Minimal left paracentral disc bulge/protrusion at L5-S1. No significant central canal or foraminal compromise noted in the lurabar spine.

PROCEDURE:

Inversion-recovery, T1-, and T2-weighted images of the lurabar spine were obtained in multiple imaging planes without intravenous contrast. No comparison study.

FINDINGS:

Conus medullaris has normal signal intensity and terminated at T12.

L1-2 through L3-4: No evidence of significant central canal or foraminal narrowing.

L4-L5: Minimal disc bulging. Bilateral facet hypertrophy. No significant central canal or foraminal narrowing.

L5-S1: Invertebral disc dessication. Mild disc bulge with minimal component of shallow left paracentral protrusion. There is no significant displacent of the S1 nerves. There is no significant central canal narrowing. There is facet hypertrophy bilaterally. There is no significant canal compromise.

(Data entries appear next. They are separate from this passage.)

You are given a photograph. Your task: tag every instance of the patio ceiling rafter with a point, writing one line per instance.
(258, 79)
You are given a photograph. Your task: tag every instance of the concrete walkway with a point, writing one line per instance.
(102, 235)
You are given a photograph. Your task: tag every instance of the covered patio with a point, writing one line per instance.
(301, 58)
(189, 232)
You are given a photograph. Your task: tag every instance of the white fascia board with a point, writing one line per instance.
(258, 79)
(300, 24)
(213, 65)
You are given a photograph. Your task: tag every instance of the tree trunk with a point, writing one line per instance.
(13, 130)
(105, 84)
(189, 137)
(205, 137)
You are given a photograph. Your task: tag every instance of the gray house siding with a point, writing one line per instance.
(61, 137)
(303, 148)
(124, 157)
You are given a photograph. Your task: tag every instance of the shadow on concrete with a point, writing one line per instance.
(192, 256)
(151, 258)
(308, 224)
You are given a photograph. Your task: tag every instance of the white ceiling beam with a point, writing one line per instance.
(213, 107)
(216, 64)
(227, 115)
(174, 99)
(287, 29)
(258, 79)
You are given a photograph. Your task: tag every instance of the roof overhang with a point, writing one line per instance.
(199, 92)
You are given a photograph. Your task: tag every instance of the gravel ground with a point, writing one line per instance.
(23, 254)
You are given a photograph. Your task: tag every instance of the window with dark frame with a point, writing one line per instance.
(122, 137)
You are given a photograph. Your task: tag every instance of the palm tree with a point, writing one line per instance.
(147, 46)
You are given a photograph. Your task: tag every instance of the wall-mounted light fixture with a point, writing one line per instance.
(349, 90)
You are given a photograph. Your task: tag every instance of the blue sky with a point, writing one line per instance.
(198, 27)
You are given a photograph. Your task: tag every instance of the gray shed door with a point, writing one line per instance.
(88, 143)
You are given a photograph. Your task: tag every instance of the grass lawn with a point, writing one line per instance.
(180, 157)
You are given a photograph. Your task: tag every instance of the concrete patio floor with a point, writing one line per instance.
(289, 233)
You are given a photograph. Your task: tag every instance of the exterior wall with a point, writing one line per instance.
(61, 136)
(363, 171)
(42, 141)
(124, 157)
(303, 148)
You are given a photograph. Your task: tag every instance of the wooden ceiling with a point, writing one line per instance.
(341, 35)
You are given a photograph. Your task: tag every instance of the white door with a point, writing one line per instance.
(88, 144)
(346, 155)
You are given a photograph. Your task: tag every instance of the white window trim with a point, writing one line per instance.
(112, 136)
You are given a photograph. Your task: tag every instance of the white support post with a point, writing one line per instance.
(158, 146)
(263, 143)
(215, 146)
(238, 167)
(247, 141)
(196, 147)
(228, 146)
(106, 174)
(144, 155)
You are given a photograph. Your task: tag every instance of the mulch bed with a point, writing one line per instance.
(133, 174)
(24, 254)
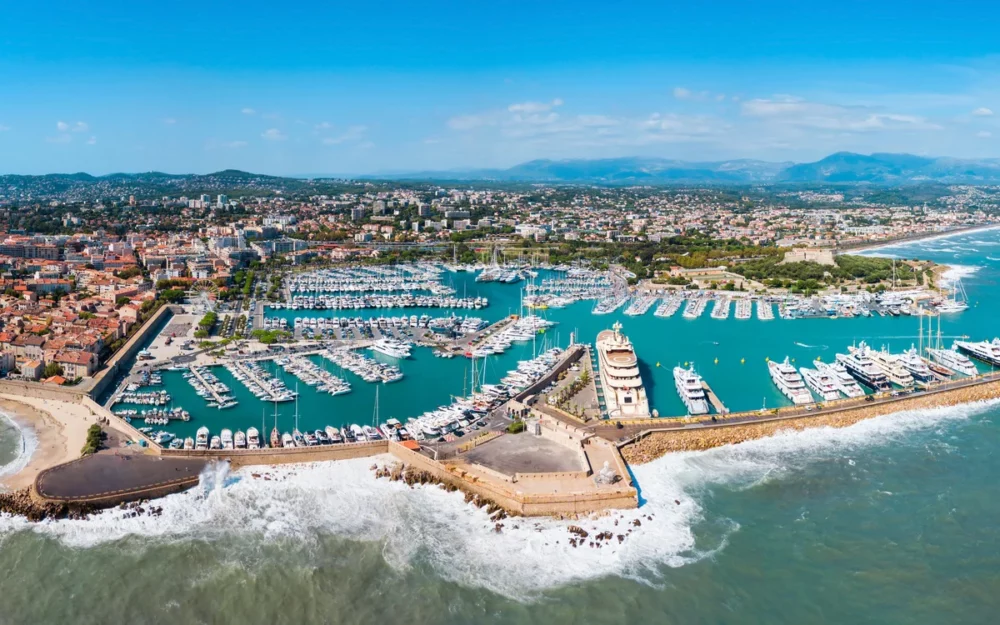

I am just unsure exactly what the MRI is saying. I have been trying to do reasearch. And I know I will have to ask my doctor, but the MRI states "significant" many times. Does significant mean there is a problem? I see my doctor tomorrow, just wondering if anyone else has any answers. Thank you for your time and God bless.
 
Unless I am reading it wrong your report repeatedly says NO significant. Meaning that the findings are nothing significant which is a good thing. I am sure your doctor will explain things to you but for now the findings look pretty good. Good luck and I hope you begin to feel better. Sometimes these things can take a long time to resolve.
 
Your MRI results sound like mine did in 03-08.. Mine however stated a 5mm disc protrusion, and annular tear posterior and centrally at l5-s1 and DDC at l4-l5 with facet hypertrophy. I was in a mva in july 08 and since I could feel the left side sciatica, starting in my buttocks and ending at the outer top of my foot.. Ive had 1 round of epidural injections and also facet joint injections and still no pain releif.. I went to neursurgeon and he ordered another MRI and due to the mva and stress on the disc at l5-s1 the protrusion has enlarged the tear is larger and leaking chemicals onto the sciatic nerve.. He has reccomended a PLI which will be done through endoscopic/microscopic in a 1-2 inch incision on each side of the spine and the hardware(screws, roRAB) inserted through the small incisions.. Very similar to a microdiscectomy in which the heal time is usually a few weeks and then a period of pt.. I may return to normal activites after pt and appt follow-up.. You need to be careful and monitor your symptons and if they get worse request another MRI and injections may help the pain, if not see a orto spine or a neurosurgeon Dr.. PT may be ordered and surgery should be your last resort!!!
 
There is likely to be some narrowing of the spinal canal and foamina (opening in the vertebrae) with a bulging/protruding disc. If these areas are narrowed excessively, you can have compression of the spinal cord or major nerves. Lack of significant narrowing means that the spinal cord itself is very likely okay, and reduces but does not eliminate the likelihood of nerve compression or trauma. MRIs do not have sufficient resolution to detect compression or trauma to thin nerve bundles, so it is never possible to rule out nerve involvement by reading an MRI. The nature and distribution of your pain is often more valuable of a diagnostic tool than any imaging studies, particularly when the images show very minor amounts of damage. Much of the pain that is localized to your back may be due to the facet hypertrophy, but the shooting pains are almost certainly due to compression/entrapment or trauma involving a nerve bundle not easily seen on the MRI. Any pain symptoms that don't appear to be related to MRI findings should still be treated as a primary symptom. If your doctor brushes you off by saying something like "Nothing in your MRI explains why you're having so much pain," consider making an appointment to see a pain doctor, preferably in a pain clinic setting. These doctors have generally received at least one to two additional years learning about pain syndromes that do not show up in diagnostic imaging.

Best of luck to you.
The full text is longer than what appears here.